With images of empty shelves of children’s cold medicine emerging across the country, CVS has imposed a two-product limit on all purchases of children’s pain relievers at stores and through its website in an effort “to ensure equitable access for all of our customers,” the pharmacy said in a statement emailed to The New York Times on Tuesday. It added: “We’re committed to meeting our customers’ needs and are working with our suppliers to ensure continued access to these items.”
Walgreens limited online purchases to six fever-reducing products per order but is not limiting in-store purchases, the company said. Kroger is limiting its customers to purchasing two pediatric pain medications and four cold and flu items. Rite Aid does not have purchasing limits on the medicines in stores but is restricting online purchases of 4 oz. grape-flavored Children’s Tylenol to five units per customer.

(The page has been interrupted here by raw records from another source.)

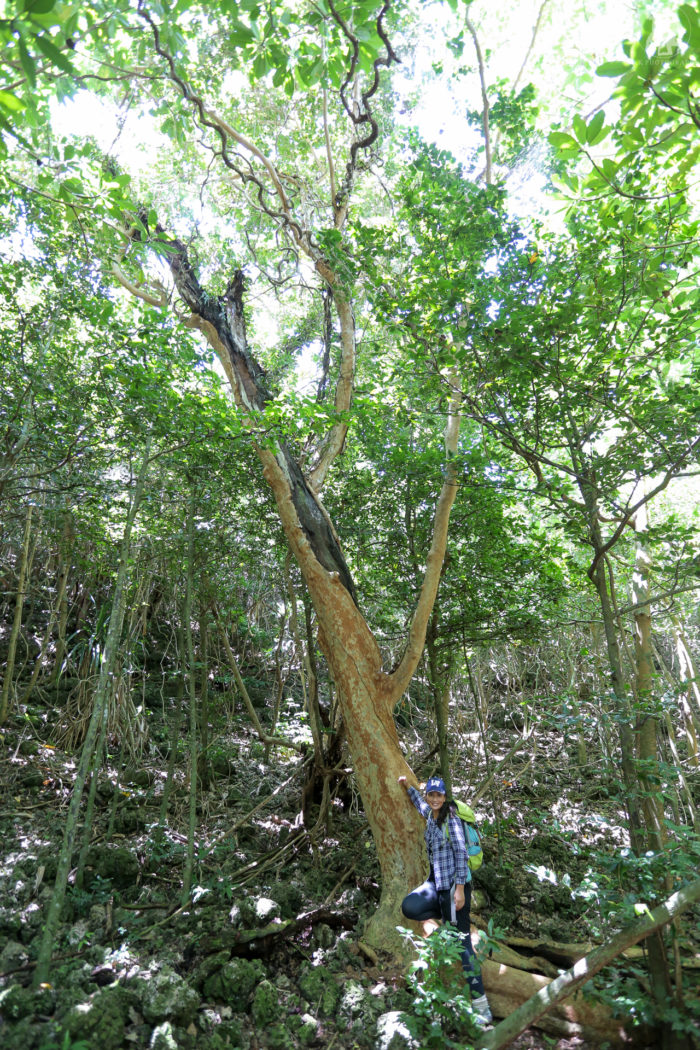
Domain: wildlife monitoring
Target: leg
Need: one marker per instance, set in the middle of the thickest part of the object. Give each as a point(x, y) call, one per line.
point(461, 920)
point(422, 903)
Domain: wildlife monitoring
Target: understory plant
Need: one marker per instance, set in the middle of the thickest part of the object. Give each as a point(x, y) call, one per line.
point(441, 1014)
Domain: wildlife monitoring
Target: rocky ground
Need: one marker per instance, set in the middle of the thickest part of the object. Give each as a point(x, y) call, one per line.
point(268, 952)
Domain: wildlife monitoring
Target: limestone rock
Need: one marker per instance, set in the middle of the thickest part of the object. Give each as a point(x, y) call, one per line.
point(393, 1032)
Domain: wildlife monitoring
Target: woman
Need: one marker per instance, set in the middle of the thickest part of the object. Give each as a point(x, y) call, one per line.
point(446, 894)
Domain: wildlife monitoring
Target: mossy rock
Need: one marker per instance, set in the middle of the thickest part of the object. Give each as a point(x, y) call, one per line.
point(99, 1021)
point(17, 1002)
point(163, 1037)
point(278, 1037)
point(23, 1034)
point(266, 1004)
point(115, 863)
point(167, 996)
point(234, 983)
point(320, 988)
point(290, 898)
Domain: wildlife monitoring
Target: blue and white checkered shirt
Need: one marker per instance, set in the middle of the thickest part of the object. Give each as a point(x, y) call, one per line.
point(447, 855)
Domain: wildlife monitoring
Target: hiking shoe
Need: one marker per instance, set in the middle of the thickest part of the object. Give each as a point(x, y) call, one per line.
point(482, 1010)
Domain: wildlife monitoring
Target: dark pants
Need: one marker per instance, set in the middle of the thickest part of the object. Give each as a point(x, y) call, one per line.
point(427, 902)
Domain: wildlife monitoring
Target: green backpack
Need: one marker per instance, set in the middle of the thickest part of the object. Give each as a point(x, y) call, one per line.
point(474, 852)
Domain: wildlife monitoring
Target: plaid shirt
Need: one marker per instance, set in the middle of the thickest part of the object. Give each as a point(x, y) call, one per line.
point(447, 856)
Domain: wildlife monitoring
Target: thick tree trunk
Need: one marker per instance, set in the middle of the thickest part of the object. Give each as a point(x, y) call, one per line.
point(5, 697)
point(367, 695)
point(192, 698)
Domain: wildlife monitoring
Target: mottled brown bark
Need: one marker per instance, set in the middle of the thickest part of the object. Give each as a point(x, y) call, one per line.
point(367, 695)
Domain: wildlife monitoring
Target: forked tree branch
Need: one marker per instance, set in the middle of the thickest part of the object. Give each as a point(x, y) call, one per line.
point(586, 968)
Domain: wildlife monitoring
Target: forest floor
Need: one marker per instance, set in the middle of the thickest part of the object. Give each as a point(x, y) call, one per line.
point(268, 952)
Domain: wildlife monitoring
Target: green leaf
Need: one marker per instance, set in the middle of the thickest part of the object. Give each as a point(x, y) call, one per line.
point(688, 18)
point(8, 101)
point(594, 128)
point(579, 129)
point(613, 69)
point(560, 139)
point(39, 6)
point(27, 63)
point(54, 55)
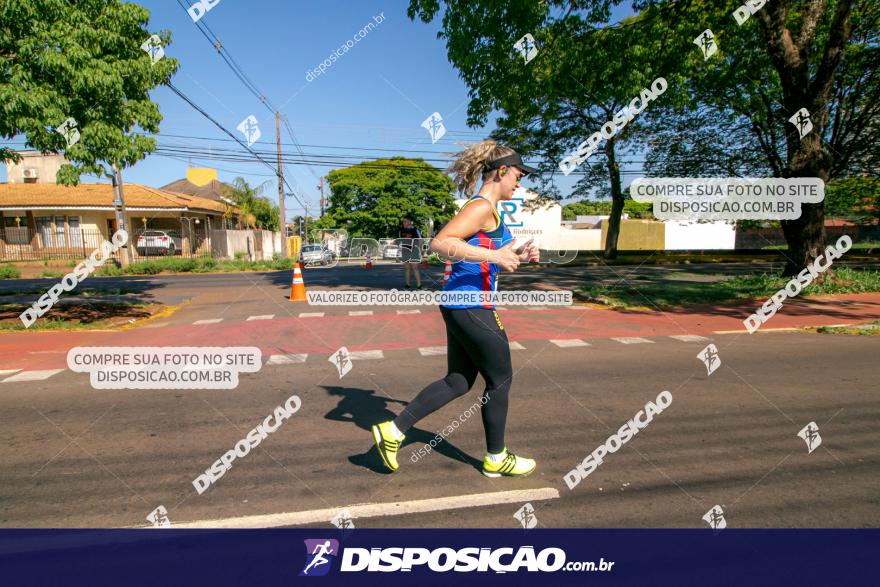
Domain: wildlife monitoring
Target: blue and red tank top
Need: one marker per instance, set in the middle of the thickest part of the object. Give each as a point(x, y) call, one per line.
point(478, 276)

R.S.V. has made so many young children sick this fall that weekly pediatric hospitalizations for the illness are the highest recorded. The flu, which normally peaks in February, arrived two months early and has driven up hospitalization rates to the highest level for this time of year in more than a decade. Covid cases are lower than they were in the last two Decembers, but those numbers are also climbing.
In a statement on Monday, the Consumer Healthcare Products Association said the demand for pediatric pain and fever relievers was “unprecedented” but cautioned against declaring a “widespread shortage.”
“We understand why some retailers have adjusted to impose limits on purchases. This prevents ‘stock-ups’ and ensures the availability of these products to as many consumers as possible,” it said. “While C.H.P.A. member companies are running manufacturing facilities 24-7 to meet demand, we will continue to encourage consumers to buy only what they need, so other families can find and purchase the medicines they are seeking.”
Christine Hauser contributed reporting.